In ULP cases processed under § 7118 of the Statute, the Authority typically directs that a posting be signed by the highest official of the activity responsible for the violation.  See, e.g., United States Dep’t of Labor, Wash., D.C., 61 FLRA 825, 826 (2006).  Moreover, the Authority has found that the Commissioner of IRS was an appropriate signatory on a posting relating to the interpretation and application of the parties’ nationwide agreement.  See United States Dep’t of the Treasury, Internal Revenue Serv., 56 FLRA 906, 914 (2000) (IRS).  In this case, applying the foregoing standards, the Agency fails to establish that the award, requiring the Commissioner of IRS to sign the notice, constitutes a patent attempt to achieve ends other than those that effectuate the policies of the Statute.  Accordingly, the remedy awarded by the Arbitrator is not contrary to law.
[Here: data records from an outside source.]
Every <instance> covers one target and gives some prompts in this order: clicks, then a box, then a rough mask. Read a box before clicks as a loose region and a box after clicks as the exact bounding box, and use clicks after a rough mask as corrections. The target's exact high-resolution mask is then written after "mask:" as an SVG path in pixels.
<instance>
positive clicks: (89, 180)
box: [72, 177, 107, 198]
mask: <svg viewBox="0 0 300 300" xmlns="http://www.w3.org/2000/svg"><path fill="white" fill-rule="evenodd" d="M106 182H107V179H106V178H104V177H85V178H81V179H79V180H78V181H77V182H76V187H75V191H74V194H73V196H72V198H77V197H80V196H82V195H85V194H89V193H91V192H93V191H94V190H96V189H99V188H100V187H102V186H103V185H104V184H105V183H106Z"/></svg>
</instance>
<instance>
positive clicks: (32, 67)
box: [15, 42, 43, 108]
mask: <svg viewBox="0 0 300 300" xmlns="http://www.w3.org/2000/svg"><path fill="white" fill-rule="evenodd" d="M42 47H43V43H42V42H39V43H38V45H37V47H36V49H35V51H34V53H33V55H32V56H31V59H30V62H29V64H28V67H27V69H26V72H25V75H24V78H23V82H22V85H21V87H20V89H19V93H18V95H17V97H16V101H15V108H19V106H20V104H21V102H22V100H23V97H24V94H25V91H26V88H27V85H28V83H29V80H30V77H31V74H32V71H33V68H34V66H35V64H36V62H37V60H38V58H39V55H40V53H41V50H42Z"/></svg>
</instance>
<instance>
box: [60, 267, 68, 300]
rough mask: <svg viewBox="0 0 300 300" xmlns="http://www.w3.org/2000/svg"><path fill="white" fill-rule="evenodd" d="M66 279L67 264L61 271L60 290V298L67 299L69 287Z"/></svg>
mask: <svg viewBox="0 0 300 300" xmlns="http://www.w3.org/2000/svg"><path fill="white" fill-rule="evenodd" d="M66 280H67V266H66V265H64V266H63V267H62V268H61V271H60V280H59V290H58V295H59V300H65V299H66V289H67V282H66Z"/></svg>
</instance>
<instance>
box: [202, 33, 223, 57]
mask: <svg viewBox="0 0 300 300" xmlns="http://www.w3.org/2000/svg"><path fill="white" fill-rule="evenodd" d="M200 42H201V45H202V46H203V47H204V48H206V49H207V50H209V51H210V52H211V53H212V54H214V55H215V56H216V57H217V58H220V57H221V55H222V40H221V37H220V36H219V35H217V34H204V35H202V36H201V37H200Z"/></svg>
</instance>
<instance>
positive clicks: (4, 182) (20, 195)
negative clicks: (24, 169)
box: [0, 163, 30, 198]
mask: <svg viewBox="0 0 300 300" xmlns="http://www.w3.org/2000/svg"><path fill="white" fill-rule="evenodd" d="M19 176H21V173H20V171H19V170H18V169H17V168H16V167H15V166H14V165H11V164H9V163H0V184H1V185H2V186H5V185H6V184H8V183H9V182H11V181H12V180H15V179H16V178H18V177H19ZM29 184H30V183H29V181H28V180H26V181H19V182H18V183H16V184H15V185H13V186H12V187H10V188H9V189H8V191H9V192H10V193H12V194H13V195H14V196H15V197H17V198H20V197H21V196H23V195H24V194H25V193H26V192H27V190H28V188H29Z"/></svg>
B.        The award draws its essence from the agreement

            In reviewing an arbitrator’s interpretation of a collective bargaining agreement, the Authority applies the deferential standard of review that federal courts use in reviewing arbitration awards in the private sector.  E.g., United States Dep’t of Homeland Sec., United States Customs and Border Prot., JFK Airport, Queens, N.Y., 62 FLRA 129, 132 (2007)Under that standard, an arbitration award is deficient when the appealing party establishes the award (1) cannot in any rational way be derived from the agreement; (2) is so unfounded in reason and fact and so unconnected with the wording and purposes of the agreement as to manifest an infidelity to the obligation of the arbitrator; (3) does not represent a plausible interpretation of the agreement; or (4) evidences a manifest disregard of the agreement.  Id. at 133. 

            The Agency’s claims that the parties’ agreement should be interpreted as providing it unfettered discretion to impose a commuting area limitation on flexiplace sites.  Exceptions at 9.  However, nothing in Article 50 speaks to commuting area limitations on flexiplace locations.  As such, the Agency’s exception does not establish that the Arbitrator’s interpretation is irrational, unfounded, or implausible, or evidences a manifest disregard of the agreement.  Accordingly, we deny this exception.  See AFGE, 59 FLRA 767, 771 (2004).      

V.        Decision

            The Agency’s exceptions are denied.



[1] Article 47, which addresses “Mid-term Bargaining,” provides that, unless permitted by law, changes will not be implemented until the Union is afforded proper notice and opportunity to bargain.  Award at 2.